1
A pies descalzos, los niños juegan sobre la arena gris y gastada. Las madres mantienen sus imágenes al interior de las pupilas, a una distancia incierta tanto de los niños como de los hombres. Los padres y los padres de los padres florecen en el cóncavo pecho de los niños. Anochece. Y a la luz de los venideros espectros, los nombres empiezan a desdibujar los contornos de las sonrisas: la cifra, el número, las bombas, son implacables.
2
Los niños juegan y se agitan entre la arena, mientras, aún con los pies descalzos, sienten cómo la aspereza y la humedad oxidan sus huesudas rodillas.
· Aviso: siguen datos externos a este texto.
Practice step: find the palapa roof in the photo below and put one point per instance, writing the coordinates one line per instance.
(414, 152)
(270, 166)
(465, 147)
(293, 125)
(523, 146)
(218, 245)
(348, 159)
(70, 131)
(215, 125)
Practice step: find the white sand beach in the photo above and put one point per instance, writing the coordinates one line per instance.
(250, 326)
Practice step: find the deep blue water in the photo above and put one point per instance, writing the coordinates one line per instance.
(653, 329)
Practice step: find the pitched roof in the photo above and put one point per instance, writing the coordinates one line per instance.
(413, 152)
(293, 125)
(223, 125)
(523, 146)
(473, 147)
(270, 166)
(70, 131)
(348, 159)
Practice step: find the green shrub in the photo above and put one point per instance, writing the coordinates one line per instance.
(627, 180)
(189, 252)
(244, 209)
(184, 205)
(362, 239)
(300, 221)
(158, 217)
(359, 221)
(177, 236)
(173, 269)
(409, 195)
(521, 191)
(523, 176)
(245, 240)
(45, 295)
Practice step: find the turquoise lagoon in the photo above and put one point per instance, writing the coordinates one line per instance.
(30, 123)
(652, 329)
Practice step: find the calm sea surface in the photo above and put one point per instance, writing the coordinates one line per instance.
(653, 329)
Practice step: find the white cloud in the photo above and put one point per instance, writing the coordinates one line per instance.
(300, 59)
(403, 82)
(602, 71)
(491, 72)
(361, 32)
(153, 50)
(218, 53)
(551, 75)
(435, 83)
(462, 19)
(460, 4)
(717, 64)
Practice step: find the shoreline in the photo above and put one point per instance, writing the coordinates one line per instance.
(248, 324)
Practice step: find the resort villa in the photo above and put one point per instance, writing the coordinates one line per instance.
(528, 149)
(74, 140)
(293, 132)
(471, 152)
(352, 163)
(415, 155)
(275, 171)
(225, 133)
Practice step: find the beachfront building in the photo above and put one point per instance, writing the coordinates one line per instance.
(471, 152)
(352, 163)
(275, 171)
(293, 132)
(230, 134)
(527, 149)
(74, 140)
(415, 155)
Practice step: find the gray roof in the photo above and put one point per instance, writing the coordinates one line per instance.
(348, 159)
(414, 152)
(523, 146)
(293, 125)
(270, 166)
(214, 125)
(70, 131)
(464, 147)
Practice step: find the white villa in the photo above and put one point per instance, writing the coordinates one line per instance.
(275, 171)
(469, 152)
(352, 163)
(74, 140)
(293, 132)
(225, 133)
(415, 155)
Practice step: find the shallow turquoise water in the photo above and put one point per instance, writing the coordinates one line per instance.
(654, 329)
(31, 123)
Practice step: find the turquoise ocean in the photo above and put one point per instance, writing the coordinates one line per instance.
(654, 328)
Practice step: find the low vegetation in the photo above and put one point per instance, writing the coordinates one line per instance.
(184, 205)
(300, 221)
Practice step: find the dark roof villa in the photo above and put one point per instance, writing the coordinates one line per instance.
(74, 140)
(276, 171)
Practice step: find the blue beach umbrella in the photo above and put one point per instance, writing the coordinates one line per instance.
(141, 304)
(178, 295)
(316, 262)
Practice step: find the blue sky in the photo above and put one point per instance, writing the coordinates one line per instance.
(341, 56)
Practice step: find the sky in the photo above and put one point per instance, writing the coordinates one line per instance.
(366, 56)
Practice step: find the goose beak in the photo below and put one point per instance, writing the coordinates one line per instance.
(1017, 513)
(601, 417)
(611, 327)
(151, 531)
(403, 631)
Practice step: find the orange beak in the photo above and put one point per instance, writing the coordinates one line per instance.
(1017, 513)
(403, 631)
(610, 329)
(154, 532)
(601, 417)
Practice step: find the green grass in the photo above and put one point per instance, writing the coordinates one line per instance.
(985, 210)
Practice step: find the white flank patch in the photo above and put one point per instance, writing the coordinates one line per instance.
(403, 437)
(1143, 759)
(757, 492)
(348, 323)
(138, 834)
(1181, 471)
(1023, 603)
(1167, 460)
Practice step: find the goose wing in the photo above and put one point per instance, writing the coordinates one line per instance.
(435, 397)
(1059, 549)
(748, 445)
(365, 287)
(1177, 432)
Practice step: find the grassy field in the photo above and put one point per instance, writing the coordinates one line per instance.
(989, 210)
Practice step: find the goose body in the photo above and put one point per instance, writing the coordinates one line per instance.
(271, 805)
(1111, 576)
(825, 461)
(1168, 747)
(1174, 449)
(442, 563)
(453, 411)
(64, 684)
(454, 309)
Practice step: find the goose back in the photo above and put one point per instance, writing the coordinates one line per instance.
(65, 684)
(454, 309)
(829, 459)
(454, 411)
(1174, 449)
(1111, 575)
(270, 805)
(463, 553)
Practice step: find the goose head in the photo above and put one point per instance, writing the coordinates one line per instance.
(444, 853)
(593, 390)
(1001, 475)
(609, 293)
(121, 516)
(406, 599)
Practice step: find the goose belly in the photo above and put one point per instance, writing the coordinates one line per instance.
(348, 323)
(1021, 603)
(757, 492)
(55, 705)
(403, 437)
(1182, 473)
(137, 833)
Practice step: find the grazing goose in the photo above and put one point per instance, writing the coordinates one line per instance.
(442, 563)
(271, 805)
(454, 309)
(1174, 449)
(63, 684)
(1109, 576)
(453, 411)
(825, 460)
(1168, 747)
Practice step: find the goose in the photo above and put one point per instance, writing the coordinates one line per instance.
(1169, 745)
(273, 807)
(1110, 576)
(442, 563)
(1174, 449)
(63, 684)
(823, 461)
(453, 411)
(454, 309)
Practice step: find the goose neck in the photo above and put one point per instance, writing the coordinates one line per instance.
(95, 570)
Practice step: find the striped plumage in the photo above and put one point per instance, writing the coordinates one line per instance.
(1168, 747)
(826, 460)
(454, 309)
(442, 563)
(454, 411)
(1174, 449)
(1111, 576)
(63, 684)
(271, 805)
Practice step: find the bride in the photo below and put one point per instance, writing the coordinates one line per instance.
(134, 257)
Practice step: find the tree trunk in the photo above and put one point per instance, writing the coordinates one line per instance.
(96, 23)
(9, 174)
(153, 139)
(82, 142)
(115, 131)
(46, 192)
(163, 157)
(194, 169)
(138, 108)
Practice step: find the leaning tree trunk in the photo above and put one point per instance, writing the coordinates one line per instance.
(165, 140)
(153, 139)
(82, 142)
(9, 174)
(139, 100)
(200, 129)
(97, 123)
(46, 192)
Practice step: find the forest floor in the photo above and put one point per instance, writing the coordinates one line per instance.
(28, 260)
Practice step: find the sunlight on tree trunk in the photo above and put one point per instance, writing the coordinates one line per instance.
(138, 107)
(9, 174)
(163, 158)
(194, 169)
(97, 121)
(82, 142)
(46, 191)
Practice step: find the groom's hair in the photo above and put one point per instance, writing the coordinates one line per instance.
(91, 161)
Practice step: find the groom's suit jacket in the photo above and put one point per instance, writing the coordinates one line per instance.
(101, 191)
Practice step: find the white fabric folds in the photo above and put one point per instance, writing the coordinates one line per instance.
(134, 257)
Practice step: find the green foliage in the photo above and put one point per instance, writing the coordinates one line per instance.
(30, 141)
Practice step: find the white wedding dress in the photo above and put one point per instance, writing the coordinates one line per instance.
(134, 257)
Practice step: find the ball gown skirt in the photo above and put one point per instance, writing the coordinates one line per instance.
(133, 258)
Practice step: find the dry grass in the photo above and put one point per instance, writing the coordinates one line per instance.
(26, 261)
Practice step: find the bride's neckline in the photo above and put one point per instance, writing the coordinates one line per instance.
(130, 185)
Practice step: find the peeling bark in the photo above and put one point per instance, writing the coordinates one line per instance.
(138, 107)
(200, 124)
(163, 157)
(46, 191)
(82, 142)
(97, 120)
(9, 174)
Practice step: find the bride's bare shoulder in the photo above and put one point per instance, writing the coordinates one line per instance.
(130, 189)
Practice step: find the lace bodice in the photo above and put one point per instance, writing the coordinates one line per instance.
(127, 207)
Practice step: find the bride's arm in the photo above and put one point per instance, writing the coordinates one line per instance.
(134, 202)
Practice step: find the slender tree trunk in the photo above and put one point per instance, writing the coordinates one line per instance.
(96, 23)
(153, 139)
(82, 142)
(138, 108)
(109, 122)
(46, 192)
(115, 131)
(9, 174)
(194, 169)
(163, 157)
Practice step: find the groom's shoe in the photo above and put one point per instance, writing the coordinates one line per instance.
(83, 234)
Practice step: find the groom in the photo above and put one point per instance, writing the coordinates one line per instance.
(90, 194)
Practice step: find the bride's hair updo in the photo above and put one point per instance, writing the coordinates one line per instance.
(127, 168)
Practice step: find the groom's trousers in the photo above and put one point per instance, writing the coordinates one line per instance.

Las madres, desde sus hogares, sueñan la estela que los niños han dejado en sus faldas durante años; estelas lejanas, cuan estrellas fugaces e incumplidos deseos idos con ellas, pero, así y todo, estelas capaces de evaporar ira cuando roza convertirse en odio. Los padres han perdido a sus padres, y el corazón de los niños huérfanos lleva a hermanos y hermanas a las entrañas de otros cielos. Anochece y un ángel anaranjado se anuncia desde lo alto. El rojo de la sangre es más veloz que la luz, pues, incluso antes de dejar de palpitar, arde desde dentro.